Bir kayanın arkasına saklanarak dağdan inişini izledim. Onu büyük bir kalabalık takip etti. Benden birkaç adım uzaklaşana kadar bekledim, sonra bir adım öne çıktım. "Usta!" Durdu ve sayısız diğerleri gibi bana baktı. Kalabalığı korku sardı. Herkes elleriyle yüzünü kapattı. Çocuklar ebeveynlerinin arkasına saklandı. Kirli, diye bağırdı biri! Bunun için onlara kızamam. Ben yürüyen ölümdüm. Ama onu pek duymadım. Onu zar zor gördüm. Paniğini sayısız kez görmüştüm. Ancak, şimdiye kadar onun sempatisini hiç yaşamamıştım. Onun dışında herkes istifa etti. Bana yaklaştı. hareket etmedim.

Tanrım, istersen beni iyileştirebilirsin dedim. Beni tek bir kelimeyle iyileştirseydi, çok heyecanlanırdım. Ama sadece benimle konuşmuyordu. Bu onun için yeterli değildi. Bana yaklaştı. Bana dokundu. Evet yapacağım. Sözleri, dokunuşları kadar sevgi doluydu. Sağlıklı olmak! Güç, kuru bir tarladan geçen su gibi vücudumdan aktı. Aynı anda nerede uyuşukluk olduğunu hissettim. Harap olmuş bedenimde güç hissettim. Isınmak için sırtımı dikleştirdim ve başımı kaldırdım. Şimdi onunla yüz yüze durdum, yüzüne, göz göze baktım. O gülümsedi. Başımı ellerinin arasına aldı ve beni o kadar yakınına çekti ki sıcak nefesini hissedebiliyor ve gözlerindeki yaşları görebiliyordum. Kimseye bir şey söylememeye dikkat edin, rahibe gidin ve iyileşmeyi onaylamasını ve Musa'nın emrettiği kurbanı yapmasını isteyin. Sorumluların yasayı ciddiye aldığımı bilmesini istiyorum.
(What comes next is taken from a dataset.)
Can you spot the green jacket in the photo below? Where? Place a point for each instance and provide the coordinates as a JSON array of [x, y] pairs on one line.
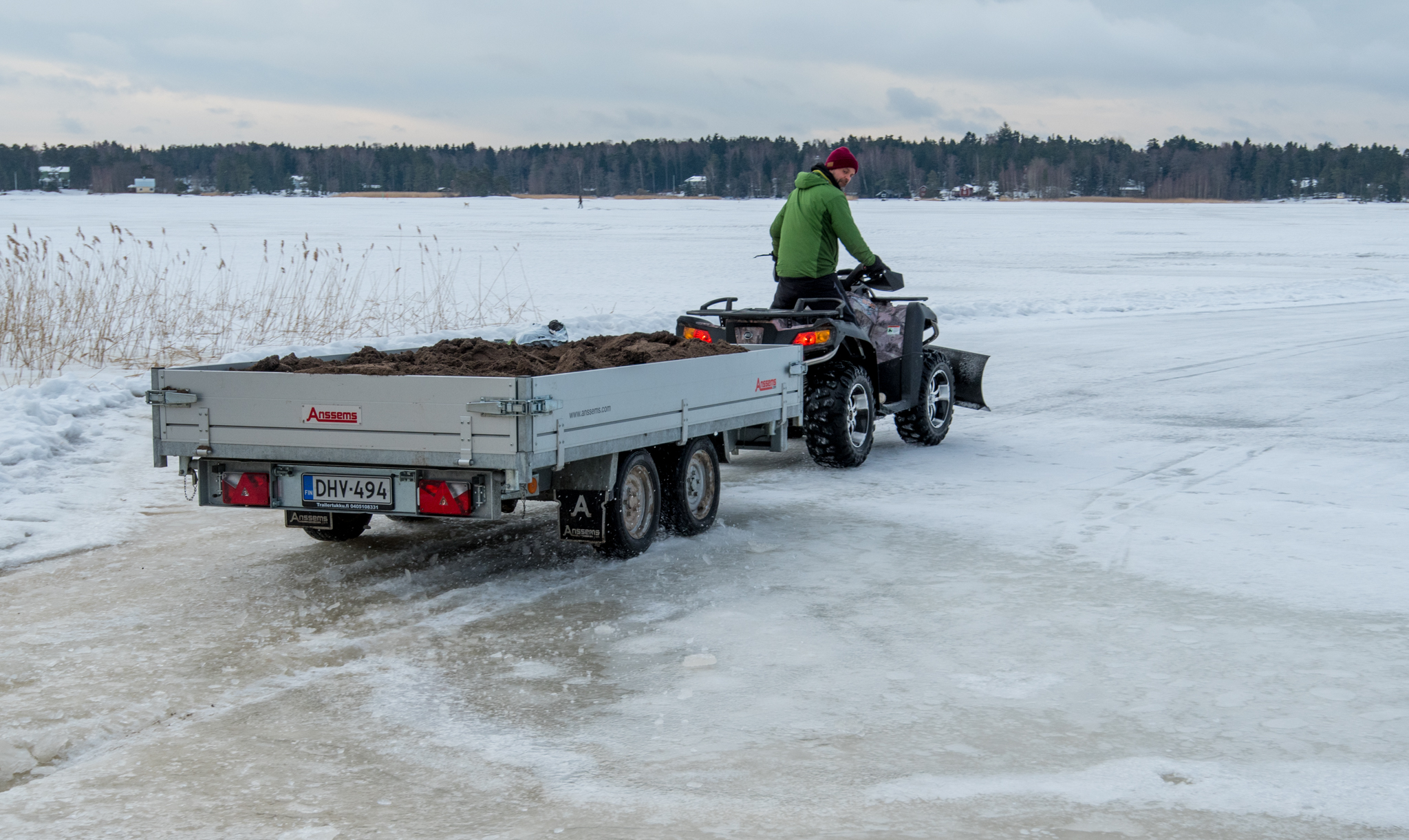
[[809, 224]]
Şimdi rahibe gidiyorum. Kendimi ona göstereceğim ve ona sarılacağım. Karıma kendimi gösterip ona sarılacağım. Kızımı kollarımda tutacağım. Bana dokunmaya cüret edeni asla unutmayacağım - İsa Mesih! Beni tek bir kelimeyle tamamlayabilirdi. Ama o sadece beni iyileştirmek istemedi, beni onurlandırmak, bana değer vermek, beni onunla birlikteliğe getirmek istedi. Düşünsene, ben insan dokunuşuna layık değildim ama Tanrı'nın dokunuşuna layıkım.